When he has gone, Gioconda, who, anticipating the fate that might befall the woman who has saved her mother, has been in hiding in the palace, hastens to Laura, and hands her a flask containing a narcotic that will create the semblance of death. Laura drinks it, and disappears through the curtains into the funeral chamber. Gioconda pours the poison from the vial into her own flask, and leaves the empty vial on the table.
The serenade ceases. Alvise re-entering, sees the empty vial on the table. He enters the funeral apartment for a brief moment. Laura is lying as one dead upon the bier. He believes that he has been obeyed and that Laura has drained the vial of poison.
The scene changes to a great hall in Alvise's house, where he is receiving his guests. Here occurs the "Dance of the Hours," a ballet suite which, in costume changes, light effects and choreography represents the hours of dawn, day, evening, and night. It is also intended to symbolize, in its mimic action, the eternal struggle between the powers of darkness and light.

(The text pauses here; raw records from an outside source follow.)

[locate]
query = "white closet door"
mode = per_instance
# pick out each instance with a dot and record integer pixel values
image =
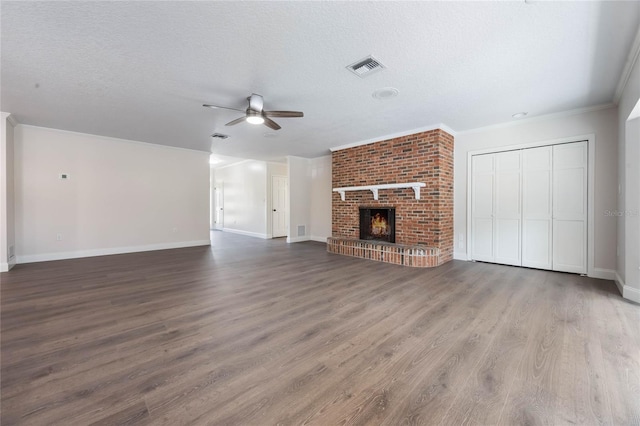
(483, 174)
(507, 213)
(570, 207)
(537, 207)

Barnaba enters, dragging in with him La Cieca, whom he has found concealed in the house. Enzo also has managed to gain admittance. La Cieca, questioned as to her purpose in the House of Gold, answers, "For her, just dead, I prayed." A hush falls upon the fête. The passing bell for the dead is heard slowly tolling. "For whom?" asks Enzo of Barnaba. "For Laura," is the reply. The guests shudder. "D'un vampiro fatal l'ala fredda passò" (As if over our brows a vampire's wing had passed), chants the chorus. "Già ti vedo immota e smorta" (I behold thee motionless and pallid), sings Enzo. Barnaba, Gioconda, La Cieca, and Alvise add their voices to an ensemble of great power. Alvise draws back the curtains of the funeral chamber, which also gives upon the festival hall. He points to Laura extended upon the bier. Enzo, brandishing a poniard, rushes upon Alvise, but is seized by guards.
Act IV. "The Orfano Canal." The vestibule of a ruined palace on the island of Giudecca. In the right-hand corner an opened screen, behind which is a bed. Large porch at back, through which are seen the lagoon, and, in the distance, the square of Saint Mark, brilliantly illuminated. A picture of the Virgin and a crucifix hang against the wall. Table and couch; on the table a lamp and a lighted lantern; the flask of poison and a dagger. On a couch are various articles of mock jewelry belonging to Gioconda.

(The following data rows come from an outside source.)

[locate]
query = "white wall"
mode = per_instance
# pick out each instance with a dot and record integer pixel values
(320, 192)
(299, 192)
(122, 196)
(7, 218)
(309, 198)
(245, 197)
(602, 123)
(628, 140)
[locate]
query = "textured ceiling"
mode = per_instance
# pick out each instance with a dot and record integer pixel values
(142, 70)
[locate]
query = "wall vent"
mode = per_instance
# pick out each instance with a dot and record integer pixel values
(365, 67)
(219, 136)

On the right of the scene a long, dimly lighted street. From the end two men advance, carrying in their arms Laura, who is enveloped in a black cloak. The two cantori (street singers) knock at the door. It is opened by Gioconda, who motions them to place their burden upon the couch behind the screen. As they go, she pleads with them to search for her mother, whom she has not been able to find since the scene in the House of Gold.
She is alone. Her love for Enzo, greater than her jealousy of Laura, has prompted her to promise Barnaba that she will give herself to him, if he will aid Enzo to escape from prison and guide him to the Orfano Canal. Now, however, despair seizes her. In a dramatic soliloquy—a "terrible song," it has been called—she invokes suicide. "Suicidio! ... in questi fieri momenti tu sol mi resti" (Aye, suicide, the sole resource now left me). For a moment she even thinks of carrying out Alvise's vengeance by stabbing Laura and throwing her body into the water—"for deep is yon lagoon."
Through the night a gondolier's voice calls in the distance over the water: "Ho! gondolier! hast thou any fresh tidings?" Another voice, also distant: "In the Orfano Canal there are corpses."
In despair Gioconda throws herself down weeping near the table. Enzo enters. In a tense scene Gioconda excites his rage by telling him that she has had Laura's body removed from the burial vault and that he will not find it there. He seizes her. His poniard already is poised for the thrust. Hers—so she hopes—is to be the ecstacy of dying by his hand!